The Tate Modern; The Tate Modern;

The Tate Modern, London, United Kingdom

Transformation of the iconic Tate Modern building and creation of a new extension in the southern Switch House

The iconic Tate Modern on the Southbank in London underwent a £260m transformation to refurbish areas of the Bankside power station building previously unused by Tate. This included the southern Switch House and the Oil Tanks underneath, as well as the creation of a new brick-clad, 64m, eleven-storey extension. Arup was commissioned to work on the lighting design, fire engineering and concept engineering that would deliver this highly anticipated new space for the public.

Transforming an icon

After working with the Tate on the original building, Arup was engaged at an early stage to provide concept engineering services that passed the extension successfully through the planning stages. Subsequently, Arup was appointed for all lighting and fire engineering design for this mesmerising extension.
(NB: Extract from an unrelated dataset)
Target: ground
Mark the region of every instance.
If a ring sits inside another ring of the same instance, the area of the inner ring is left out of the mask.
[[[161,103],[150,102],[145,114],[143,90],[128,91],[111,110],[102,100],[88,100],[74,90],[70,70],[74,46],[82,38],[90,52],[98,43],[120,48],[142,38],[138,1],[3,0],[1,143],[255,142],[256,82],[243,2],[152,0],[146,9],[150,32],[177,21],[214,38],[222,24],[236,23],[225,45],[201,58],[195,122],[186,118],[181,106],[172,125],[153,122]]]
Sophisticated manipulation of light is key to enhancing the theatrical drama experienced at art galleries. Our lighting team overcame challenges that included developing daylight and electric lighting schemes to enhance the artwork internally while minimising energy use, without compromising quality. Externally, we also delivered the landscape lighting for the new public space that integrates the extension into the surrounding Bankside.

Arup’s fire safety experts had to develop a strategy to enable the architect’s vision for a high rise, highly populated public building with an open circulation staircase connecting all floors from basement to roof terrace. The design ensures the safety of occupants, whilst also protecting the high value contents and the ongoing operation of the building.

Working in collaboration with architects Herzog & de Meuron, the new extension provides 60% more space for the Tate’s collection and includes a wide variety of learning, outreach and social spaces for visitors. This required a flexible design approach and a fundamental understanding of the principles of effective lighting and fire safety engineering to ensure that the Architect’s vision could be realised.

Imaginative lighting

The creative lighting strategy had to provide daylight and electric lighting that not only accentuated the exhibitions and created a high quality lit environment for visitors internally, but also, due to the variety and changing nature of exhibitions throughout the life of the museum, had to be flexible enough to adapt to any possible installation. Our lighting team had to take into account the lighting requirements for the wide variety of social and educational spaces for patrons to enhance the overall visitor experience. We lit the public areas to help guide people through the new building, to accentuate the architecture and to create a scheme that integrated sensitively with the lighting for the existing museum.

Externally, Arup’s lighting design balances the requirements of creating new public spaces surrounding a world-class museum with an understated approach that is a sensitive addition to the Bankside neighbourhood.

Tate’s brief required the extension to take a “leading role in sustainability”, targeting a lighting installation that used at least 20% less energy than a typical gallery and that helped the building to achieve a BREEAM 'Very Good' Rating under the BREEAM Bespoke 2006 scheme. Arup implemented low energy fluorescent and LED lighting throughout, including LED spotlights for the gallery spaces that use less than half the energy of traditional halogen spots, without compromising on the quality of light for the art.

The design ensures the safety of occupants, whilst also protecting the high value contents and the ongoing operation of the building.

Total Fire Engineering

Such a sophisticated building requires a fire safety strategy that will protect the millions of visitors each year, as well as the irreplaceable artwork and installations in the building. Arup’s innovative Total Fire Engineering concept was implemented from the earliest stages of the project, allowing fire safety to be seamlessly integrated from inception through to completion of the building.

The architectural centrepiece of the building is the Vertical Boulevard; a unique central staircase penetrating all floors and bringing visitors on a journey from the galleries at the lowest level, to the public bar at the highest level. This flies in the face of conventional fire safety design which would have walls enclosing the stairs to isolate one floor from the next and hence prevent fire and smoke spread.

Arup was uniquely placed to understand the way that the Tate would use the spaces over the building’s eleven storeys; the type of fire that could develop as a result; how smoke and fire might spread through the building; and how occupants would move to a place of safety.

Advanced computational modelling was used to develop a tailored suite of active and passive fire safety systems specifically for this building, to enable Herzog & de Meuron’s vision and to provide Tate a totally unique fire safety design.

Our involvement during the construction phase was equally as important to ensure the correct implementation of the fire safety strategy, considering the wide range of materials to be used and complex geometries and interfaces created by the innovative architectural design.